Bush Welcomes Iraqi Amputees

Seven Iraqi men whose hands were ordered cut off by Saddam Hussein (search) met with President Bush at the White House on Tuesday, along with a Houston doctor who helped fit them with prosthetics (search).

"I'm honored to shake the hand of a brave Iraqi citizen who had his hand cut off by Saddam Hussein with six other Iraqi citizens as well who suffered the same fate," Bush said, shaking the new hand of Qasim Ghida Kadhim at a photo opportunity at the Oval Office. "They are examples of the brutality of the tyrant."

Kadhim, a salesman, and the six others had their hands crudely amputated in 1995 at Abu Ghraib (search), the Iraqi prison that was a symbol of torture under Saddam's regime and more recently was the scene of alleged abuse of Iraqi prisoners by U.S. troops.

The men were accused of doing business in foreign currency, including American dollars.
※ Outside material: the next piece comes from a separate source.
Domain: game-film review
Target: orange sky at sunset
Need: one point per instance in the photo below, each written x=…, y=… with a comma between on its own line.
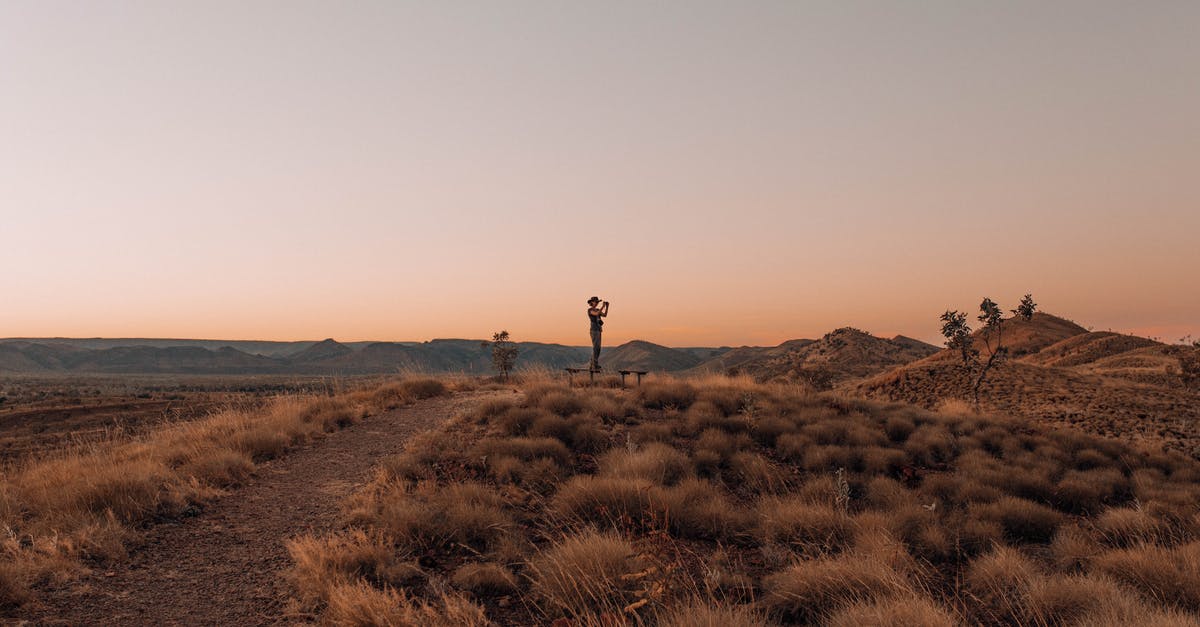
x=724, y=173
The six other men were Laith Niema Aqar, a jeweler; Salah Hasan Zinad, a businessman; Nazaar Abdulridha Joudi, a jeweler; Ala'a Hassan, a textile salesman; Basim Ameer, the news manager of the Iraqi Media Network; and Hassan Al Gereawy, a laborer.

Last week, Al Gareawy said of his surgery and rehabilitation, "It's a dream come true."

In recent interviews with the news media, the men have profusely thanked the United States and American troops for bringing hope for freedom and democracy to Iraq.

Bush thanked Joe Agris, the plastic surgeon who fitted the men with high-tech hands last month, and others who helped bring about the surgeries. Don North, a documentary producer, discovered the men last year and sought help for them in the United States, and a Houston journalist, Marvin Zindler, helped arrange for their surgeries and publicized their story.
The prostheses, each valued at $50,000, as well as all services, were donated.